Reitor da UFPR e fundador do C3SL, Marcos Sunye discute uma alternativa para a o parque tecnológico do Brasil

O Brasil vive um momento decisivo na definição de sua soberania digital. Enquanto o Supremo Tribunal Federal estabelece marcos regulatórios para que plataformas digitais respeitem a legislação nacional, o país ainda opera sob uma infraestrutura tecnológica majoritariamente privada, estrangeira e opaca. Sistemas que organizam educação, saúde e comunicação pertencem a empresas sediadas no exterior. A pergunta que se impõe é clara: quem controlará o futuro digital brasileiro? Eles ou nós?
Essa dependência não é acidental. Hoje, infelizmente, são os algoritmos de lucro, e não os princípios constitucionais, que determinam como os brasileiros acessam serviços tecnológicos essenciais. Quando a escola pública depende de plataformas estrangeiras, quando dados de saúde são armazenados fora do alcance da legislação nacional, quando o próprio atendimento ao cidadão é mediado por redes privadas, o Estado terceiriza sua função mais básica: servir ao interesse público. É nesse cenário que ganham força os Bens Públicos Digitais (BPDs) — uma ideia capaz de inverter essa lógica e recolocar o bem comum no centro da tecnologia.
BPDs são sistemas, plataformas, bancos de dados e ferramentas digitais criadas com recursos públicos e licenças abertas, voltadas à coletividade. São como o SUS ou o Pix: acessíveis, confiáveis, construídos para servir, não para extrair. Num mundo em que quase tudo passa por telas e conexões, garantir que parte dessa estrutura seja pública e nacional é um gesto de soberania. Sem isso, o país corre o risco de aprofundar desigualdades já brutais, só que agora na camada digital.

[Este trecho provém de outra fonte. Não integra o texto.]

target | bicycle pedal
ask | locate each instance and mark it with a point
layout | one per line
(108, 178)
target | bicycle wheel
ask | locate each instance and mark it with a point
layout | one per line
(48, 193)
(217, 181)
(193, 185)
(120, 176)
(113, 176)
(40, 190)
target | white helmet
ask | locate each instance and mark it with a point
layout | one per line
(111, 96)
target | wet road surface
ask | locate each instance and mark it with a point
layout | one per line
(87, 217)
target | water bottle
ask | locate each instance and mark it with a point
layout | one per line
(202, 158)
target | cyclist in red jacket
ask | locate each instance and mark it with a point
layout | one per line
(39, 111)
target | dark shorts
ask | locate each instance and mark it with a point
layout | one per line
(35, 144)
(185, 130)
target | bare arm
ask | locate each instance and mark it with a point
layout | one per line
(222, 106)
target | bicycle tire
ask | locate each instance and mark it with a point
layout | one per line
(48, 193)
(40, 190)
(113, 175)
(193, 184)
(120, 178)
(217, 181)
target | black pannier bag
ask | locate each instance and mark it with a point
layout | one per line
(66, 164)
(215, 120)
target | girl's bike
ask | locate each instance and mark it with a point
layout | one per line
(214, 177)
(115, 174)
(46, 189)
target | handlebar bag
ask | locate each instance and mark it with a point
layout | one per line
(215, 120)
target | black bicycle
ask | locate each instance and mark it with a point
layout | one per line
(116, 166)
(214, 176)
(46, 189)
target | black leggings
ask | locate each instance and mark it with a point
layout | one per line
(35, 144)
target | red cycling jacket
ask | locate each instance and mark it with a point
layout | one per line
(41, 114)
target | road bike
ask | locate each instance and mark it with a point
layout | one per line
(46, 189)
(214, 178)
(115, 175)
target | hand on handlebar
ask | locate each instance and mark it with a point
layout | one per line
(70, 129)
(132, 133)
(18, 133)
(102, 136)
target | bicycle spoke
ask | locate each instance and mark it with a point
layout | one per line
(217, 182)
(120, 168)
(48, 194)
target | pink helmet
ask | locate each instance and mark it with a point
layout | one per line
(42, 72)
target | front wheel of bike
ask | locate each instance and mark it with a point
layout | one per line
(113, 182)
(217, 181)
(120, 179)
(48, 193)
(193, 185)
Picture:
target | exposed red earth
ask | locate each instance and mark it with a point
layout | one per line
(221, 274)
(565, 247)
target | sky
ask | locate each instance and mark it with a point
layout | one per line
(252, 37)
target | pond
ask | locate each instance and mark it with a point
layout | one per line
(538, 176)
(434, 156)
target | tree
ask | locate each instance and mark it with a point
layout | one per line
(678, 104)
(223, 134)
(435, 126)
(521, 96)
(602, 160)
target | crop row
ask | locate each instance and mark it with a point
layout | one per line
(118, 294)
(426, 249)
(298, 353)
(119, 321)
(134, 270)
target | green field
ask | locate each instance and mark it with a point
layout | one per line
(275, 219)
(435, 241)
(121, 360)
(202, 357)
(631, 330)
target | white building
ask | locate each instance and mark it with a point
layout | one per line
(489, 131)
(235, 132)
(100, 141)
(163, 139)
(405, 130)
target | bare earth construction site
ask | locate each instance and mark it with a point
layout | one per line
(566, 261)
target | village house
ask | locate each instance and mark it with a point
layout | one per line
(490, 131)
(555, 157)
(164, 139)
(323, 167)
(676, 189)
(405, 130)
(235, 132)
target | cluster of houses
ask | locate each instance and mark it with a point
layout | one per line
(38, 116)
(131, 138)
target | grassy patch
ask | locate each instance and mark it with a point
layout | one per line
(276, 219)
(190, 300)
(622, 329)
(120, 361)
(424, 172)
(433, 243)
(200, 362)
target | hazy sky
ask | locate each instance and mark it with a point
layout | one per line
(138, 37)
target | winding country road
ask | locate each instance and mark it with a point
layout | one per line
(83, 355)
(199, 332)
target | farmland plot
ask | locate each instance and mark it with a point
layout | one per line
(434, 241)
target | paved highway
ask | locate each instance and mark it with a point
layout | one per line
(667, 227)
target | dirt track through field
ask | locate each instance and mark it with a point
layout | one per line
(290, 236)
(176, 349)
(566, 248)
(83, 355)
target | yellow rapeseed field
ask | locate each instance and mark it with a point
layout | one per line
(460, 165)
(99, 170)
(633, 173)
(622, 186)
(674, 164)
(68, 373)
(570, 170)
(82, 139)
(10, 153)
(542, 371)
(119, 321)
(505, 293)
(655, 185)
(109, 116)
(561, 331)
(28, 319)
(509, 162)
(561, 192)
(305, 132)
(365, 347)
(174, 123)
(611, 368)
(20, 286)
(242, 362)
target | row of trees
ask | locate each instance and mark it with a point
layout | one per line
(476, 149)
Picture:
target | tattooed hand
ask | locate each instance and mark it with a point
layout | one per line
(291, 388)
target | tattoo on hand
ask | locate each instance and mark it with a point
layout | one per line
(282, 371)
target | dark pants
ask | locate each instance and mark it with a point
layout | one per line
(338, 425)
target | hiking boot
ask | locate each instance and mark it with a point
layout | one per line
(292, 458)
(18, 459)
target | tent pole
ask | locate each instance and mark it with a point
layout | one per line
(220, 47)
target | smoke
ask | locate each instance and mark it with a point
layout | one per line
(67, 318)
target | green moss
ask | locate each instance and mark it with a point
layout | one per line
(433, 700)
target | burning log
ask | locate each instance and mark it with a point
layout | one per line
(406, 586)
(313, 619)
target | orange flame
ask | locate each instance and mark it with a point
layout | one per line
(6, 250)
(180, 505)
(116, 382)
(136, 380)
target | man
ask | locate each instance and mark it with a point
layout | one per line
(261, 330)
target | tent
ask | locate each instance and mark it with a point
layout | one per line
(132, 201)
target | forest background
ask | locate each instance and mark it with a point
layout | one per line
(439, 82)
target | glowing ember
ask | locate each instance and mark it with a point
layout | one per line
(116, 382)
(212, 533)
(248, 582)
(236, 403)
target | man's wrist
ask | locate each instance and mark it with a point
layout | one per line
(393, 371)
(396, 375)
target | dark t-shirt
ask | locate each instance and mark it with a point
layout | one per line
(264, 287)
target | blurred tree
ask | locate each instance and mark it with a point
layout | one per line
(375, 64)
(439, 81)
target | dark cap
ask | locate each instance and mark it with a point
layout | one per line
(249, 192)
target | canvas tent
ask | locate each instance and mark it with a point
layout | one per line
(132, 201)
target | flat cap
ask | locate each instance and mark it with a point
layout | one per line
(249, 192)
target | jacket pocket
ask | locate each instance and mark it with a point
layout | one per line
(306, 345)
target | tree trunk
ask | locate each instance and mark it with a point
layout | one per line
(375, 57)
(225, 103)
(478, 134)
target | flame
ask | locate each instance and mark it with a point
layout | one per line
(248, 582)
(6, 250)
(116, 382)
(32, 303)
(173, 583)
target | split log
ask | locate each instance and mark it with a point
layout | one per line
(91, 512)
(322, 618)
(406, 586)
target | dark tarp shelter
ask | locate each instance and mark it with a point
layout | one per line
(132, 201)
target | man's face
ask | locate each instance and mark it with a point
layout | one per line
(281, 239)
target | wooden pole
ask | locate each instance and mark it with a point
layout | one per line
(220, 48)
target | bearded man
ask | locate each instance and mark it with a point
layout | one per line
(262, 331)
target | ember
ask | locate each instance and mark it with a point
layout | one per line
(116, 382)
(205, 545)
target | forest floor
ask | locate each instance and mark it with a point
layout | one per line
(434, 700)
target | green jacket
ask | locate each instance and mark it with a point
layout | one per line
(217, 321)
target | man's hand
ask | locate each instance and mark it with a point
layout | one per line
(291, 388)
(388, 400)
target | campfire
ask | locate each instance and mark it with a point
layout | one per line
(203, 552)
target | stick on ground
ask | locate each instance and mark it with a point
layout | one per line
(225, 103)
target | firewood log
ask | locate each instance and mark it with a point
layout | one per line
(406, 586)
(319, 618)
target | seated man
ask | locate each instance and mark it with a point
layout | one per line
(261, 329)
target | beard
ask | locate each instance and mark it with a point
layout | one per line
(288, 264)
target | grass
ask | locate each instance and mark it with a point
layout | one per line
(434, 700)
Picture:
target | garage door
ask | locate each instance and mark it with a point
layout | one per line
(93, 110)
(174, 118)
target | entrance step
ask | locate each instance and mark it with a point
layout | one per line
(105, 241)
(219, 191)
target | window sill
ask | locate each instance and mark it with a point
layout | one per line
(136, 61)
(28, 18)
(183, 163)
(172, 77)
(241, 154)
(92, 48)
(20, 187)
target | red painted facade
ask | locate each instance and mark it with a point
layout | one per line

As corporações tecnológicas sabem disso e fazem de tudo para evitar que os BPDs prosperem. Sua estratégia é simples: vencer licitações com preços baixos iniciais, depois criar dependência através de tecnologias proprietárias e formatos fechados. O resultado? As administrações públicas ficam reféns de contratos que encarecem renovações e impossibilitam migrações. Professores precisam de contas Gmail para acessar material didático.Prefeituras perdem autonomia sobre dados de seus próprios cidadãos.
Essa não é apenas uma discussão técnica. É política, econômica e existencial. Manter a atual dependência digital é aceitar que a infraestrutura da cidadania seja determinada por termos de uso e não por direitos. Seguir nesse caminho é ceder ao viralatismo. O Brasil tem capacidade técnica e recursos para criar alternativas ao modelo imposto pelas Big Techs. O que nos falta é apenas coordenar a nossa vontade política de soberania.
Por isso, o primeiro passo é a linguagem. Precisamos fazer dos Bens Públicos Digitais (BPDs) uma ideia tão conhecida quanto o SUS, tão útil quanto o Pix, tão querida quanto o Real. Não haverá soberania digital brasileira sem infraestrutura própria, aberta, auditável e gerida com interesse público. Que o Brasil aprenda a amar os BPDs antes que seja tarde.
Marcos Sfair Sunye, reitor da Universidade Federal do Paraná (UFPR), professor titular do Departamento de Informática (DINF-UFPR) e fundador do Centro de Computação Científica e Software Livre (C3SL).